Solder will have a hard time bonding into oxidated metals. Oxidation is a chemical process wherein oxygen in the air reacts with a metal, making the latter corrode. The rusting of iron is an example of oxidation. Moreover, oxidation accelerates at high temperatures which means oxidation is very much likely during soldering. Prevention of oxidation is the primary purpose of applying soldering flux.
An oxidated metal will have an oxide layer as shown:
The application of soldering flux will effectively remove this oxide layer and allow the solder to make a strong bond with the metal. Flux can also help remove dirt, dust and other foreign particles that may affect the soldering process.
Soldering Flux for Electronics
There are several types of soldering flux depending on the type of soldering to be done. Soldering of electronic parts requires rosin flux. The term rosin comes from a type of resin derived from coniferous (pine) trees.
Rosin flux liquefies when heated at 120 °C and becomes acidic, allowing it to remove oxides and other impurities. As it solidifies at room temperature, it reverts back to being non-reactive and consequently, non-corrosive. Thus, rosin flux will not affect your printed circuit board at room temperature but when the temperature rises, it may begin eating away the copper on the board. And while most of the rosin will evaporate especially if you’re using very high temperatures for soldering, residues will always be left behind.
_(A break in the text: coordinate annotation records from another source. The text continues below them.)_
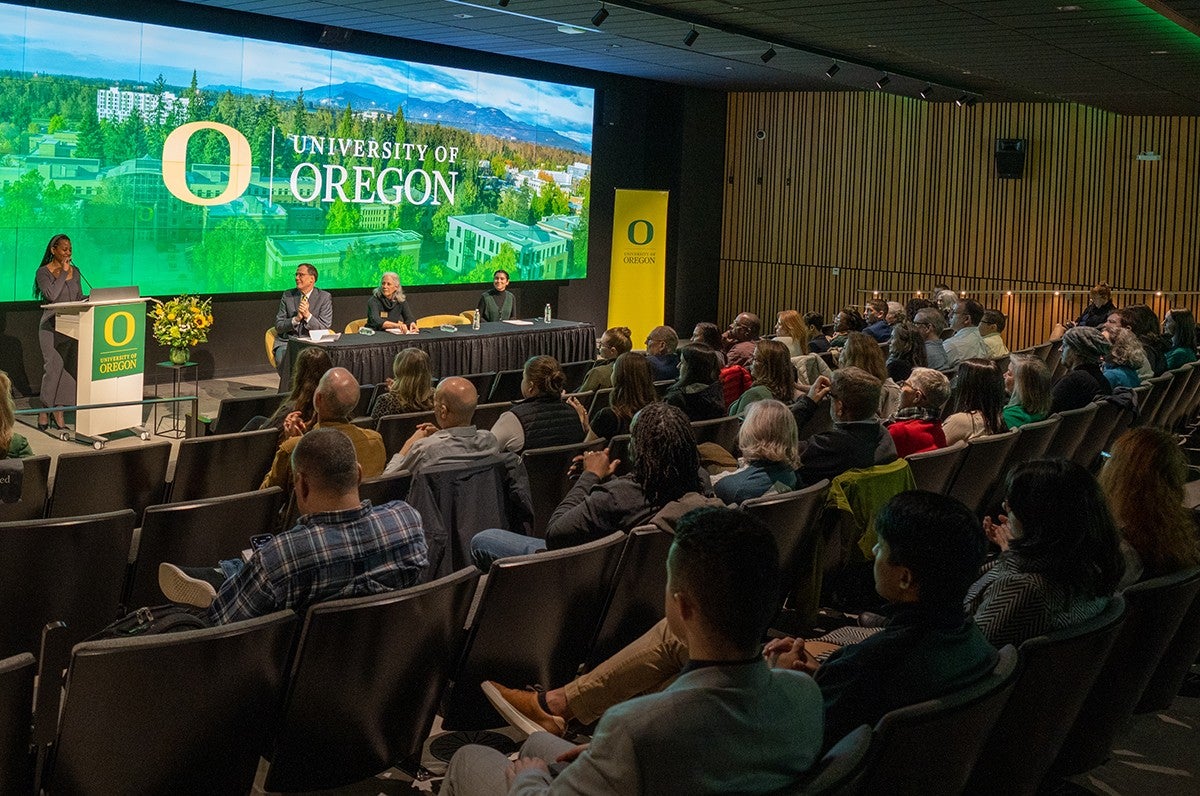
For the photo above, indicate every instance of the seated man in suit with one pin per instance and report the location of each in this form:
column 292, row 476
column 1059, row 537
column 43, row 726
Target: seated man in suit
column 705, row 732
column 340, row 546
column 454, row 438
column 337, row 394
column 857, row 438
column 304, row 307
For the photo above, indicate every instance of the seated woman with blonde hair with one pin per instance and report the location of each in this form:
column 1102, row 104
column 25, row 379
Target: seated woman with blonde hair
column 13, row 444
column 769, row 449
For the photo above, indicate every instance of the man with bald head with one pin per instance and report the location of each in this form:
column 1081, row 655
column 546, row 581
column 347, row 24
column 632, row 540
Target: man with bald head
column 454, row 440
column 337, row 394
column 741, row 339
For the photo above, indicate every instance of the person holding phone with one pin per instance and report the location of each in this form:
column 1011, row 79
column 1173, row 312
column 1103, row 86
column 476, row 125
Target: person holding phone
column 57, row 280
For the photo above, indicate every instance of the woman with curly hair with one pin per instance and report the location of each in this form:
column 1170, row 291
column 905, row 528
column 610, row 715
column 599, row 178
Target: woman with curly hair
column 1144, row 482
column 412, row 387
column 863, row 351
column 633, row 387
column 977, row 406
column 665, row 466
column 1027, row 383
column 773, row 377
column 543, row 418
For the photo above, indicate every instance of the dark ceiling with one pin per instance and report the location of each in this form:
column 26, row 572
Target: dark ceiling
column 1128, row 57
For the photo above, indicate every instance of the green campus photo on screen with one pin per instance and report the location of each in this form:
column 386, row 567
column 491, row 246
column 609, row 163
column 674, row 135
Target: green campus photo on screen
column 192, row 162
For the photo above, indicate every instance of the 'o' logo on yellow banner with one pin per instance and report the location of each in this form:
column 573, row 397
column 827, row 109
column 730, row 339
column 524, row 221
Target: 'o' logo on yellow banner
column 631, row 233
column 174, row 162
column 111, row 324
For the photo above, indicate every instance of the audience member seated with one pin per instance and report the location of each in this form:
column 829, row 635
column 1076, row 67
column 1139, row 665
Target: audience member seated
column 1027, row 383
column 340, row 546
column 311, row 364
column 543, row 419
column 633, row 387
column 928, row 554
column 661, row 353
column 773, row 377
column 1125, row 355
column 876, row 317
column 665, row 467
column 930, row 551
column 1083, row 348
column 741, row 337
column 454, row 440
column 411, row 389
column 768, row 444
column 699, row 390
column 1061, row 558
column 862, row 351
column 337, row 394
column 613, row 342
column 857, row 438
column 846, row 321
column 708, row 334
column 1099, row 306
column 917, row 425
column 817, row 342
column 966, row 342
column 906, row 349
column 12, row 444
column 990, row 327
column 931, row 323
column 977, row 404
column 1180, row 329
column 1144, row 483
column 1143, row 322
column 708, row 731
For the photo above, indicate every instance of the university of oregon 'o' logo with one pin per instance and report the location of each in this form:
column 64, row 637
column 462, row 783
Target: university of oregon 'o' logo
column 131, row 327
column 174, row 162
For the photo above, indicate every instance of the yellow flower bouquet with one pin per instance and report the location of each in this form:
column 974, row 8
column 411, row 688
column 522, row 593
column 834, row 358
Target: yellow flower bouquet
column 180, row 323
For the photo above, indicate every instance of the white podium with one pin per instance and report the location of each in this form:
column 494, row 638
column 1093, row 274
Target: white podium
column 111, row 363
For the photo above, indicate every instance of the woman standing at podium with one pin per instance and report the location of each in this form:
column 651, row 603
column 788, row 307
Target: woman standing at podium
column 57, row 280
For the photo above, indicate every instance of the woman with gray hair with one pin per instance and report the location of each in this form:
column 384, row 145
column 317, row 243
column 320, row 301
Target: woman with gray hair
column 1083, row 348
column 388, row 306
column 769, row 447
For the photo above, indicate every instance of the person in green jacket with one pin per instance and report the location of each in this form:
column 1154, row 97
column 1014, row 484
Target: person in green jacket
column 1027, row 383
column 13, row 444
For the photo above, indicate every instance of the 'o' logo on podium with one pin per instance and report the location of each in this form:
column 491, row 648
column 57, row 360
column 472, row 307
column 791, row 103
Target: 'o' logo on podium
column 633, row 232
column 174, row 162
column 111, row 325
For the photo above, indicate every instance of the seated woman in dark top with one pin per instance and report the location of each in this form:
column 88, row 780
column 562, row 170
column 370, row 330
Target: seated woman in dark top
column 633, row 387
column 543, row 418
column 1144, row 483
column 388, row 307
column 665, row 467
column 1062, row 558
column 769, row 447
column 1083, row 348
column 699, row 390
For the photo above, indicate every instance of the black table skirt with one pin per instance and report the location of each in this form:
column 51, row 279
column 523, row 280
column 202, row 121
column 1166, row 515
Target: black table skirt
column 495, row 347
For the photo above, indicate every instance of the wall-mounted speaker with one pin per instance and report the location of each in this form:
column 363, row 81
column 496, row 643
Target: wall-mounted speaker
column 1011, row 157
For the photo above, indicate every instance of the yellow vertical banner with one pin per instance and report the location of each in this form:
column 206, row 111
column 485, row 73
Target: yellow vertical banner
column 637, row 282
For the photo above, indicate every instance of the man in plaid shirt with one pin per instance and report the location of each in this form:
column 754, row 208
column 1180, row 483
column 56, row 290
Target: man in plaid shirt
column 340, row 546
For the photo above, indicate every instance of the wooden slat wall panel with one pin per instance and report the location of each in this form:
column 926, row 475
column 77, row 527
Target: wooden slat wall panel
column 895, row 195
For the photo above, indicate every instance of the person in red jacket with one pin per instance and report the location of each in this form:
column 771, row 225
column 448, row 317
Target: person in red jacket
column 917, row 424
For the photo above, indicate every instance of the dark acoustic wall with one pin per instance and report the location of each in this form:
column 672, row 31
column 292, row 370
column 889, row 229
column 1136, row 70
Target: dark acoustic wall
column 647, row 136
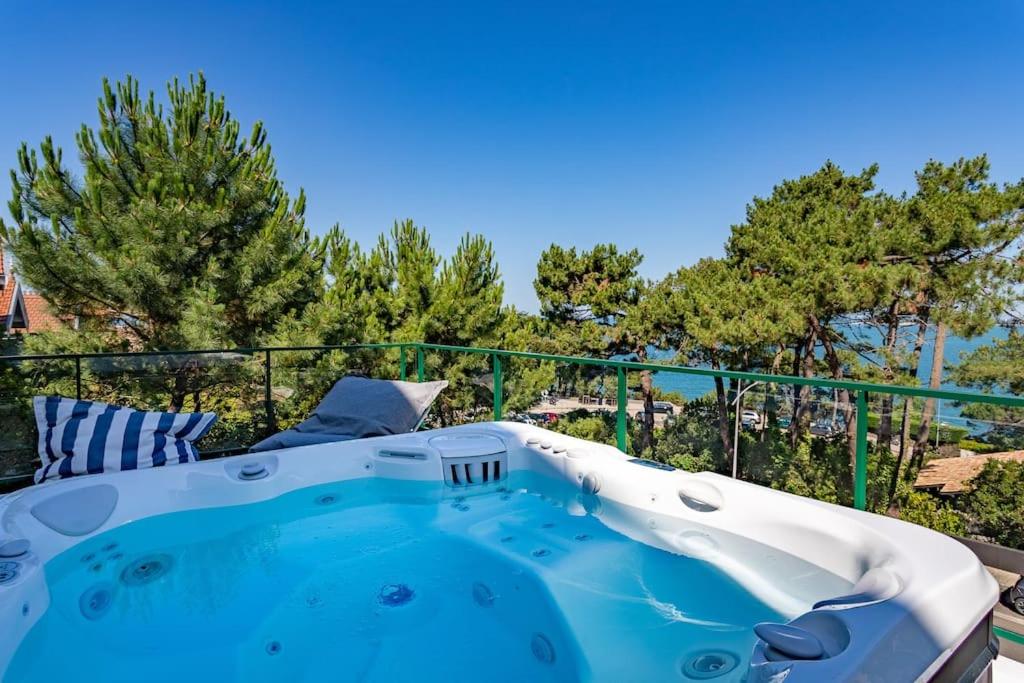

Therefore you must clean away any trace of flux after soldering. Use isopropyl alcohol and an old toothbrush to remove the solder flux.
Rosin flux is distributed into two package types: in a tin can or plastic container or as a pen. If you’re having issues with cleaning flux residue, pen type flux will make your life easier.
There are other types of soldering flux but we will limit ourselves to those used in building electronic projects. If you’re interested about other types of flux, read about organic and inorganic soldering flux.
How to Apply Soldering Flux
Applying soldering flux prior to soldering is straight-forward. For soldering electronic components into a printed circuit board, apply flux to both the component’s pin and the hole track on the board. Then apply solder as described on my how to solder tutorial.
For soldering wires, dip both the wires to the soldering flux prior to tinning. Then apply solder just like how I described it on my soldering wires tutorial.
Rosin Core Solder
There are soldering leads with rosin core which makes fluxing and soldering a one-step process. Such type of solder is best to use when soldering through-hole components as they don’t necessary require a lot of soldering flux.
You don’t need to apply additional flux if using a rosin core solder for through-hole components. However, more soldering flux may be needed when soldering surface-mount components which contain hundreds of very small leads. The small size of these leads makes it very hard to add more solder without shorting them out. The flux will make the leads bond easier to the copper trace on the board without adding more solder.